I have heard versions of this argument that focus on management fees (based on the article this was Bernstein's point) and other versions that focus on there only being so much alpha out there.
It is not clear to me what Bernstein thinks of as long term but most indexers are talking about market cap weighting. If you recall last summer the ALPS Equal Sector Weight ETF (EQL) came out with a ten year back test of beating the regular cap weighted S&P 500. It should be noted that the ten year period backtested for EQL was probably the best possible time for such a thing because of excess and subsequent fallout of the tech sector and then the financial sector. I would also concede that Bernstein probably thinks long run is longer than ten years and I would not disagree with that but ten years of outperformance is a long time.
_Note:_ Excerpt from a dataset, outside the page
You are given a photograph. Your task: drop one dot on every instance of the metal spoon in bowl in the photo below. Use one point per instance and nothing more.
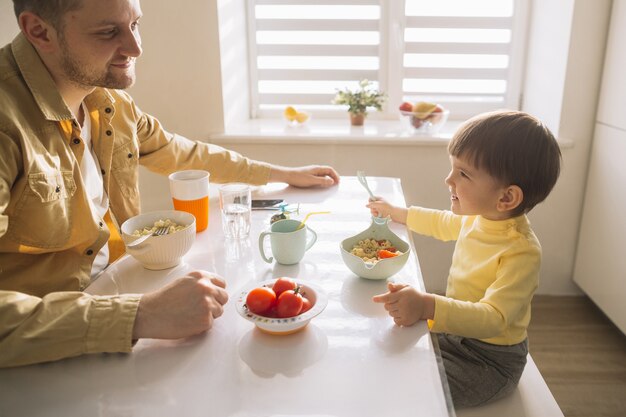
(158, 232)
(363, 180)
I believe I have made a reasonably compelling case on this site in the last few years for the importance of correctly avoiding a given sector or country. It does not take a lot of acumen to see that an S&P 500 sector is greater than 20% of that index which is a huge warning sign and easy to heed. Realizing that a country is on shaky ground takes a little more time but most certainly does not require a PHD.
Bernstein's point also ignores the fact that active management is a series of decisions; some right and some wrong. In this light success depends on being right a little more often than you are wrong. If the wrongs can be mitigated one way or another and the rights do well there is a good chance of outperforming. This point is difficult to win the argument with but as a supporting factor a stock I have been writing about for more than five years is Vale (VALE) which is a client holding. Vale as a proxy for materials is up 350% versus about 25% for the Materials Sector SPDR (XLB) in the last five years. This just an example which has flaws of its own but one (mega cap) stock pick combined with one sector avoided (the financials) and an investor would be noticeably ahead of the market for a decent chunk of time, that being five years.
I will say it is very reasonable to question how many people should be making a lot of active decisions in the market. People tend to not understand the volatility they have taken on until after a big decline resulting in panic sales so I am not saying everyone should be actively managing their portfolio but the idea of "has to by mathematical certainty" seems far too simplistic. I won't go into detail on another point here so the at post is not too long but another variable is the occasional buying and selling of stocks or funds that can add value as opposed to what I believe is a static portfolio in Bernstein's comments.
Bernstein also has choice words for levered and inverse ETFs, "But in practice, they’re being used as speculative tools. Some of them are silly, some are dangerous, and some, such as inverse and leveraged ETFs, are downright criminal" noting that they do not "work" over longer periods of time. He adds "what is this concept that an investment can only be used for one day? This is not an investment. Who has the predictive power of knowing which way the market is going to go on one day?" and finally "To the extent that people are using them more for speculation than for long-term investment, it’s a horrible thing."
I would not disagree with an opinion that says many people will misuse a levered fund but speculation plays an important role in the functioning of capital markets. I think this is a rather elementary point actually--markets need liquidity to function and speculators are a source of liquidity. Again any argument that says most people should not be speculating is one I would agree with but the framing that speculation is a bad thing and tools that facilitate speculation are bad things is, again, too simplistic.
To the extent new investors are trying to learn and seek out Bernstein as a source I believe they are learning the wrong thing. There is a difference between a fund being "downright criminal" and a fund simply being unsuitable for many people.